Re: Resetting spilled txn statistics in pg_stat_replication - Mailing list pgsql-hackers

From Masahiko Sawada
Subject Re: Resetting spilled txn statistics in pg_stat_replication
Date
Msg-id CA+fd4k7hOvdihZ-mwkzOURY_VGqA4jzMCX5d9HNSG93gQ8f0+Q@mail.gmail.com
Whole thread Raw
In response to Re: Resetting spilled txn statistics in pg_stat_replication  (Amit Kapila <amit.kapila16@gmail.com>)
Responses Re: Resetting spilled txn statistics in pg_stat_replication  (Amit Kapila <amit.kapila16@gmail.com>)
Re: Resetting spilled txn statistics in pg_stat_replication  (Amit Kapila <amit.kapila16@gmail.com>)
List pgsql-hackers
On Mon, 7 Sep 2020 at 15:24, Amit Kapila <amit.kapila16@gmail.com> wrote:
>
> On Thu, Jul 23, 2020 at 11:46 AM Masahiko Sawada
> <masahiko.sawada@2ndquadrant.com> wrote:
> >
> > I've updated the patch so that the stats collector ignores the
> > 'update' message if the slot stats array is already full.
> >
>
> This patch needs a rebase. I don't see this patch in the CF app. I
> hope you are still interested in working on this.

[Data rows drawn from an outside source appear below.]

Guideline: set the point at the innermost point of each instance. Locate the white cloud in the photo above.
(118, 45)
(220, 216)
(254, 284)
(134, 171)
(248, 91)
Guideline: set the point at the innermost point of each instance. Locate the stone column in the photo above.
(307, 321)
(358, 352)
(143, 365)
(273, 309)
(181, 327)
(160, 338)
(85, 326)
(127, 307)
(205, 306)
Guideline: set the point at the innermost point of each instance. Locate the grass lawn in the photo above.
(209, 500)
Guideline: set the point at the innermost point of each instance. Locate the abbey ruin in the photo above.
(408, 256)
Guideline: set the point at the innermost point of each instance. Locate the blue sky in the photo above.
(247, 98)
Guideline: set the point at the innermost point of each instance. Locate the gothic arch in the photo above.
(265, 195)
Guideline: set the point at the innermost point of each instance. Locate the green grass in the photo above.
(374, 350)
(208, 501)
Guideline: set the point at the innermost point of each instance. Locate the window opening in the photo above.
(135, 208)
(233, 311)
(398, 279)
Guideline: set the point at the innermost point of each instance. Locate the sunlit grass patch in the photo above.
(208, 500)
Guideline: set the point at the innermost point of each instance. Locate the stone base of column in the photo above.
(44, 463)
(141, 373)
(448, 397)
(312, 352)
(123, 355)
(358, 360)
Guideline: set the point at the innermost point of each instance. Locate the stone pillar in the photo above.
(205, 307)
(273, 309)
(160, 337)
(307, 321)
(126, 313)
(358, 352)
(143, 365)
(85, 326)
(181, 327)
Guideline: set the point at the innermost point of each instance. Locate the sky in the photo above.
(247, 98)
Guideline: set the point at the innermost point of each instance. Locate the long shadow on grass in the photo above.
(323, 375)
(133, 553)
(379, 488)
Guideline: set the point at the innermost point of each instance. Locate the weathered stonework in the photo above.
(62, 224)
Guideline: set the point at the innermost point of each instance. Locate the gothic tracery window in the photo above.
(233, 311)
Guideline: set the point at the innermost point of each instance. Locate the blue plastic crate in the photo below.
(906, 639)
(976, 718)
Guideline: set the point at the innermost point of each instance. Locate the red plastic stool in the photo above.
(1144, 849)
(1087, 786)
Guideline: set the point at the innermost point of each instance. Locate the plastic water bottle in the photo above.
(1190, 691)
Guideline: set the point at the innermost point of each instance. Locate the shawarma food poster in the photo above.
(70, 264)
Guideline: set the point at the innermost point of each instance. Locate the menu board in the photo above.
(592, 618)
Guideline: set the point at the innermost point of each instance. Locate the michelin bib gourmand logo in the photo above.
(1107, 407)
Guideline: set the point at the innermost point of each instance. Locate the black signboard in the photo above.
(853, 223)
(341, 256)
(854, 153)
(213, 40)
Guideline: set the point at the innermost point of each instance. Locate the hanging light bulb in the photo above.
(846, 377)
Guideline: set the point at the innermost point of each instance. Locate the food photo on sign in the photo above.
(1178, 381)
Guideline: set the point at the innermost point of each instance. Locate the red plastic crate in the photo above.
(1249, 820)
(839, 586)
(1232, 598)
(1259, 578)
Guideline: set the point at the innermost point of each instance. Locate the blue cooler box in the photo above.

Thank you for reviewing this patch!

I'm still going to work on this patch although I might be slow
response this month.

>
> Review comments:
> ===============
> 1.
> +CREATE VIEW pg_stat_replication_slots AS
> +    SELECT
> +            s.name,
> +            s.spill_txns,
> +            s.spill_count,
> +            s.spill_bytes
> +    FROM pg_stat_get_replication_slots() AS s;
>
> The view pg_stat_replication_slots should have a column 'stats_reset'
> (datatype: timestamp with time zone) as we provide a facitily to reset
> the slots. A similar column exists in pg_stat_slru as well, so is
> there a reason of not providing it here?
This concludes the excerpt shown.